Monday screamed. So did Laney and Driscoll, who had hardly moved. They looked shocked, frozen in fear. Monday couldn’t blame them. It wasn’t every night you saw a man stabbed to death by people you had formerly trusted.
“The blood won’t serve you,” CEO Hansen hissed in Monday’s ear. He withdrew his knife, only to sink it home a second time in almost the same spot.

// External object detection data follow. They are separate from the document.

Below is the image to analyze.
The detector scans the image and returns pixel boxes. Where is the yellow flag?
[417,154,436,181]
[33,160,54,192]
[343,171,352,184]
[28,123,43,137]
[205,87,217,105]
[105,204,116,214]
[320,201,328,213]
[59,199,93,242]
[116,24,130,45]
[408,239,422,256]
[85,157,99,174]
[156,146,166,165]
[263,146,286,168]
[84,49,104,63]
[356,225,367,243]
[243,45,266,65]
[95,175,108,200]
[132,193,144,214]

The pain exploding up Monday’s spine and radiating throughout his body threatened to overwhelm him. His vision narrowed, going gray at the edges, and his knees buckled, but Hansen wasn’t about to let him fall. He heaved Monday upright with all the effort of a man lifting a child.
That gave Monday a perfect view when Laney belted the councilwoman’s head with her shovel, which made a flat metallic sound, but might have been the finest band music he had ever heard. The woman collapsed on her face, unconscious before she hit the ground, and made no attempt to rise.
“Laney!” Monday shouted despite what it cost him in pain. Hansen’s grip on him had loosened at seeing the girl’s attack. Taking advantage of the lapse, Monday stomped down with all his might on the town leader’s ankle, then dropped, slithering out o
f the man’s clutches.
Never missing a beat, Laney rushed forward, shovel raised like a shogun with a sword. From the ground, unable to twist about due to the stab wounds in his back, Monday couldn’t see Laney’s blow when it struck home, but there was no mistaking the metal smack the shovel made when it collided with the CEO’s cranium, or the satisfying thunk of his body hitting the ground.
His cronies strewn at his feet, Willis Berckman stood alone to face Laney. His upper lip curled in disgust. “You’re not the daughter I raised.”
Laney held the shovel before her as if to ward off a nasty dog. “And you’re not the father you pretend to be.”
Willis took a small step forward, menacing her, though he left his knife by his side. “What are you going to do with that shovel, Laney?”
Driscoll bent to retrieve Hansen’s blade and stood by his sister’s side. When he spoke, his voice came out clear and firm. “The same thing I’ll do if you come any closer, Papa. Don’t make us fight you. Please.”
Willis Berckman stood resolute for nearly half a minute before his shoulders slumped, and he dropped his knife. “You want to throw away your lives to go tramping across God’s creation with some tinker? Fine. Throw your virtue at the gates of hell. Just don’t ever show your faces in Prosperity again.”
Without another word, Willis turned on his heels and strode away into the dark forest, his boots churning the underbrush beneath his feet.
“I’m sorry that happened,” Monday whispered. He sat with one hand pressed hard to the wound in his back.
“I’m not.” Laney dropped the shovel’s head to the ground where it bit into the dirt. “Better we know the truth about him—about this whole town—than live in ignorance. I wish I had seen it before now.” Despite her bravado, Monday couldn’t help but notice the tremor in her voice.
Driscoll crouched beside Monday, his face wan in the sketchy light. “How bad is it?”